NANOPRECIPITATION TECHNIQUE FOR PREPARATION OF STERICALLY STABILIZED RISPERIDONE NANOSUSPENSION: IN VITRO AND IN VIVO STUDY
Keywords:
Risperidone, nanosuspension, Pluronic F127, nanoprecipitation, bioavailabilityAbstract
Objective: Risperidone is an atypical antipsychotic drug used to treat schizophrenia; however it suffers from a poor aqueous solubility, which delays its onset of action. Therefore, the purpose of the present study is to utilize the nanotechnology to formulate nanoparticles that enhance the dissolution and hence the bioavailability of risperidone.

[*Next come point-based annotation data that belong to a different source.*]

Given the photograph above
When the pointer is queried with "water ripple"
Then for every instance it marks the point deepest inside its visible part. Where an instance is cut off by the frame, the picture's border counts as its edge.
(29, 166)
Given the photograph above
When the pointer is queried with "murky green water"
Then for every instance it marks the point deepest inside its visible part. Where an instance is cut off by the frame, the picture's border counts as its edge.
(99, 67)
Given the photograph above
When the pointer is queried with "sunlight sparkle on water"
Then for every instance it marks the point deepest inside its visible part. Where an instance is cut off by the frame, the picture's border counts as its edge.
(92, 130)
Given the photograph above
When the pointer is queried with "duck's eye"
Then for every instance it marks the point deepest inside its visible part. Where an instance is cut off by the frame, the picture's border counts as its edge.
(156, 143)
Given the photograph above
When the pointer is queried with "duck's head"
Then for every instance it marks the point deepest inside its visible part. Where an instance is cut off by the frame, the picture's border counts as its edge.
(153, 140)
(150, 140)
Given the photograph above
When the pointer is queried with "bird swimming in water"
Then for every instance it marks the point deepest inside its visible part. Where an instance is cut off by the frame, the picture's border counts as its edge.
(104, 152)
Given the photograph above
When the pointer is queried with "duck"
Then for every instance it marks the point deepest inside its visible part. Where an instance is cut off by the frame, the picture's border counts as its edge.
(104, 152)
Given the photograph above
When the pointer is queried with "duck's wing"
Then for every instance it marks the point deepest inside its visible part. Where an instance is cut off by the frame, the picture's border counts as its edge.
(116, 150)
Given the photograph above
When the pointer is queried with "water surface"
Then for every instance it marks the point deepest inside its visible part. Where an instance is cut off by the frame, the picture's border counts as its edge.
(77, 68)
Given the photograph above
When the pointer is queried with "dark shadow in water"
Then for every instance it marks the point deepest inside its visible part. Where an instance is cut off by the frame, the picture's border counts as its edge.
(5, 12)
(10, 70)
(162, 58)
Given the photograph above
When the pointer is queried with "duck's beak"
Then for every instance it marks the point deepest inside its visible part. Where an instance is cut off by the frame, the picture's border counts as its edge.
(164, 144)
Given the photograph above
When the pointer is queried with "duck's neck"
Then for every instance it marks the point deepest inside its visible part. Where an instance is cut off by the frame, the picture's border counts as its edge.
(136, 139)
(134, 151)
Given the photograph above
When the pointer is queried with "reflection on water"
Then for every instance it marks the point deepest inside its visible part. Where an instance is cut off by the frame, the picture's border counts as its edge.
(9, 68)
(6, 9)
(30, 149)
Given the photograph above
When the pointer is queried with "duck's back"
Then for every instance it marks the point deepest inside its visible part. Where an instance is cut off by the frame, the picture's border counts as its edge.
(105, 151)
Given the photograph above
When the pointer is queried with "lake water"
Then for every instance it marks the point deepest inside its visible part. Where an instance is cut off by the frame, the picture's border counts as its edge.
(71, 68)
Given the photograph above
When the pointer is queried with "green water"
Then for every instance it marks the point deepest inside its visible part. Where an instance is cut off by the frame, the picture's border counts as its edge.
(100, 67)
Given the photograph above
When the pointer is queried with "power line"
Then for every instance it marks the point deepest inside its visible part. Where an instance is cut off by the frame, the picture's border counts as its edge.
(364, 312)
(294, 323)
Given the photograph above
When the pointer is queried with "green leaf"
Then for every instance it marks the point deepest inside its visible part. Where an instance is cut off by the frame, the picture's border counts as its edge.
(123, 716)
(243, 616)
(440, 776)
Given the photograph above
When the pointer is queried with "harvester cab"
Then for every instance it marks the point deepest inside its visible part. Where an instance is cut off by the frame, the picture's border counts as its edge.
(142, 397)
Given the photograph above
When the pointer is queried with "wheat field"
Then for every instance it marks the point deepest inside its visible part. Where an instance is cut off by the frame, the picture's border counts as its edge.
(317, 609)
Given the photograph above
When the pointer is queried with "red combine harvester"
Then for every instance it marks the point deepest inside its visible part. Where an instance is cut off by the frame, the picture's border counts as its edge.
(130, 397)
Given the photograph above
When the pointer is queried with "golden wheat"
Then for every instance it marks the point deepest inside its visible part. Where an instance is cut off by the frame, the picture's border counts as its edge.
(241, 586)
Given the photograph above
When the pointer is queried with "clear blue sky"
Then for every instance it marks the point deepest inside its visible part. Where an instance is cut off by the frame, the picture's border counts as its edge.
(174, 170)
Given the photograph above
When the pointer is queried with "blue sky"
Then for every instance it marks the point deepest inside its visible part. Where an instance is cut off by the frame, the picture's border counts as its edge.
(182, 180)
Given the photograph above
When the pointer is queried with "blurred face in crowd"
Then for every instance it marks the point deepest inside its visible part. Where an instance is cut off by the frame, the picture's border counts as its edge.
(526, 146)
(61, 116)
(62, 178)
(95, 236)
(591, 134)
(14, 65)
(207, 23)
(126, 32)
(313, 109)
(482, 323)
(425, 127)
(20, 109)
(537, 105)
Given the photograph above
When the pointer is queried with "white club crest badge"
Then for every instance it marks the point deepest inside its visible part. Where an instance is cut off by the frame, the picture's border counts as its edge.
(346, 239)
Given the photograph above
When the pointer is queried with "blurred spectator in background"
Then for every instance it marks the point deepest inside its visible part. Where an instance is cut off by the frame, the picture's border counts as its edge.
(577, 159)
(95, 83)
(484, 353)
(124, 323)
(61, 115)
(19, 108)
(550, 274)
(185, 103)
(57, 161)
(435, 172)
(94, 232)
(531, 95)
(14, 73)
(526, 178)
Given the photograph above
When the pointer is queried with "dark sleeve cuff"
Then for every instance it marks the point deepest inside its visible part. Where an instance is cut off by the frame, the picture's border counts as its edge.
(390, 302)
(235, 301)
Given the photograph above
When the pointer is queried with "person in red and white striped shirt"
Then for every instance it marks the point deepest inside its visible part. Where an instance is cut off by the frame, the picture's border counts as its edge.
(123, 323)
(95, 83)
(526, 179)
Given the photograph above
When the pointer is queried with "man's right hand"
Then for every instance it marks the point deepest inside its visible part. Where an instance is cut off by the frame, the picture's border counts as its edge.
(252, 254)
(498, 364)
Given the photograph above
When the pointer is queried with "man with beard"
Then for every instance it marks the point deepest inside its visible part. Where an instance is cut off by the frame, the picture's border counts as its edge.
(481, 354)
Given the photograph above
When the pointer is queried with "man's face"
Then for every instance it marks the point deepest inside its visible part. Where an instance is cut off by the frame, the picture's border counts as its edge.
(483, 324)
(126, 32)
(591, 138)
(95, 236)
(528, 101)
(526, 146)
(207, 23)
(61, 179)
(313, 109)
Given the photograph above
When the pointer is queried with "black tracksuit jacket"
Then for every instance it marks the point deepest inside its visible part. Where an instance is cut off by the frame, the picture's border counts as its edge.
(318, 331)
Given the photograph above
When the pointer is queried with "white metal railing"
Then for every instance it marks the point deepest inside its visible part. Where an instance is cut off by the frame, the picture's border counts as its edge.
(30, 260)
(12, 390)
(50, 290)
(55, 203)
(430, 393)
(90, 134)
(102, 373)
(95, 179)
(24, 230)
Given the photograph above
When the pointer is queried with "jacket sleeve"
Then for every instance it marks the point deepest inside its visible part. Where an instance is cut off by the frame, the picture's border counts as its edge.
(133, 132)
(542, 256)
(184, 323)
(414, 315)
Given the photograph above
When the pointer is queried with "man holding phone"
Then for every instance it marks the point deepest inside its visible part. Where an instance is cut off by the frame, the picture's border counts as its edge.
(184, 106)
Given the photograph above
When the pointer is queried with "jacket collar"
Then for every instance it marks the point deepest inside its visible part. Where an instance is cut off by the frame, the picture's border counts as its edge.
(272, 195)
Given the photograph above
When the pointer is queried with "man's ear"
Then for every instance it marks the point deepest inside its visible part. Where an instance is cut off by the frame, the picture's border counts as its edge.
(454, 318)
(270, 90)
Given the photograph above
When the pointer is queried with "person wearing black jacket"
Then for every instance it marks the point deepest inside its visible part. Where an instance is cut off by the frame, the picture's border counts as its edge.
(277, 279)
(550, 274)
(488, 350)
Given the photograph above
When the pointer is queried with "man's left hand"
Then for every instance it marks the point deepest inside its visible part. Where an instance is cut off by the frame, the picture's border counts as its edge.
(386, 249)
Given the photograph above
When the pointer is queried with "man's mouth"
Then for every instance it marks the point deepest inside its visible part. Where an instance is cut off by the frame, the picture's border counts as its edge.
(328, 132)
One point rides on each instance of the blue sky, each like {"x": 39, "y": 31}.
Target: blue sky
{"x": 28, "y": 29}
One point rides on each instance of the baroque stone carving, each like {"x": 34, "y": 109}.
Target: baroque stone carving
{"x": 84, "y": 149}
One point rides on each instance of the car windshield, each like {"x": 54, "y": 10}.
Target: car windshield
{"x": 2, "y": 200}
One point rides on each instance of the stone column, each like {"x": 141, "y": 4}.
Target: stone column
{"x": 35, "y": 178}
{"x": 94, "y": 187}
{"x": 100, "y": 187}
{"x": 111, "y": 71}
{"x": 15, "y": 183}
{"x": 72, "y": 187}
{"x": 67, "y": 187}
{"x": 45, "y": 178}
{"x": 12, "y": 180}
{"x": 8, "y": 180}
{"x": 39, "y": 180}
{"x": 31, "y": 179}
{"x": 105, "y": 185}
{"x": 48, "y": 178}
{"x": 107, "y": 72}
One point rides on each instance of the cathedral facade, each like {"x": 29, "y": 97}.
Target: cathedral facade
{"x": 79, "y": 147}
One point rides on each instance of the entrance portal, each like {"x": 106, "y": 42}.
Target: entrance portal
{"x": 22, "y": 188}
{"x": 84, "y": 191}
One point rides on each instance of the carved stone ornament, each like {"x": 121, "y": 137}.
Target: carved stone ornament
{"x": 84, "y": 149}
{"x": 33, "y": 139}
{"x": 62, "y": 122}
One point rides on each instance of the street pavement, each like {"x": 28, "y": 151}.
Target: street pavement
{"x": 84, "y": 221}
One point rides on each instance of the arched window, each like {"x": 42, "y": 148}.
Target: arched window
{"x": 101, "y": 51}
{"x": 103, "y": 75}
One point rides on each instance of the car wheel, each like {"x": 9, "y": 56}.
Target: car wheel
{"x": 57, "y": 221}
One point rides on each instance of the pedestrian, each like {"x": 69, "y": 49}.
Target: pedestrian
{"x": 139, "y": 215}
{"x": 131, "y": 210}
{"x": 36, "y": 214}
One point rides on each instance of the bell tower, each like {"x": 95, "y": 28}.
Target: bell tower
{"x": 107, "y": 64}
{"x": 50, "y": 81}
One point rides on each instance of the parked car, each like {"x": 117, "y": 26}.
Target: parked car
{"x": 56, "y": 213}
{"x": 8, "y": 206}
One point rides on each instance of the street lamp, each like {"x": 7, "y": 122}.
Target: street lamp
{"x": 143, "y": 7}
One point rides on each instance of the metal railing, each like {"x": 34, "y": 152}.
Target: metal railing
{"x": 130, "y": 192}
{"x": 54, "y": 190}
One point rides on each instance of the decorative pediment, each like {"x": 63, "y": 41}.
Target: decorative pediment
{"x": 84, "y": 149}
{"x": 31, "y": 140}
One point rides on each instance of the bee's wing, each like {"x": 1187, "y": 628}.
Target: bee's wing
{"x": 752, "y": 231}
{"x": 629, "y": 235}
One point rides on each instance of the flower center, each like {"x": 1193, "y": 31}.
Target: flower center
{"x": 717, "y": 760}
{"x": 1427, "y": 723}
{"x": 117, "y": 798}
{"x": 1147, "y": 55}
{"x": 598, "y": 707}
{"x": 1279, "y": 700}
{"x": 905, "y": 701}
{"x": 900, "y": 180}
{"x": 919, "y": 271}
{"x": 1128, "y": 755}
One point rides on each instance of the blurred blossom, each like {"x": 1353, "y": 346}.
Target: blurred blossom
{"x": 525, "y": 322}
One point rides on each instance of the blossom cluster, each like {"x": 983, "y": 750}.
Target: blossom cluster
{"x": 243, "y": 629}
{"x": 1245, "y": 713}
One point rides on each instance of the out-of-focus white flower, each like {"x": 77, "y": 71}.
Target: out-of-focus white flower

Methods: Nanosuspensions were prepared by nano precipitation method in the presence of selected stabilizers at different concentrations. The nanosuspensions were evaluated for their particle size, zeta potential, drug content and In vitro drug dissolution. The selected formula was freeze dried and characterized by scanning electron microscopy (SEM), fourier transforms infrared spectroscopy (FTIR), differential scanning calorimetry (DSC), X-ray diffractometry studies (XRD) and pharmacokinetic study.
Results: The in vitro dissolution showed higher drug release compared to the pure drug. The optimum formula has an average particle size of 215.56±12.65 nm and zeta potential of-19.84±2.55mV. The bioavailability parameters in the rabbits were enhanced by 2 folds when compared with the marketed tablets (Risperidal®).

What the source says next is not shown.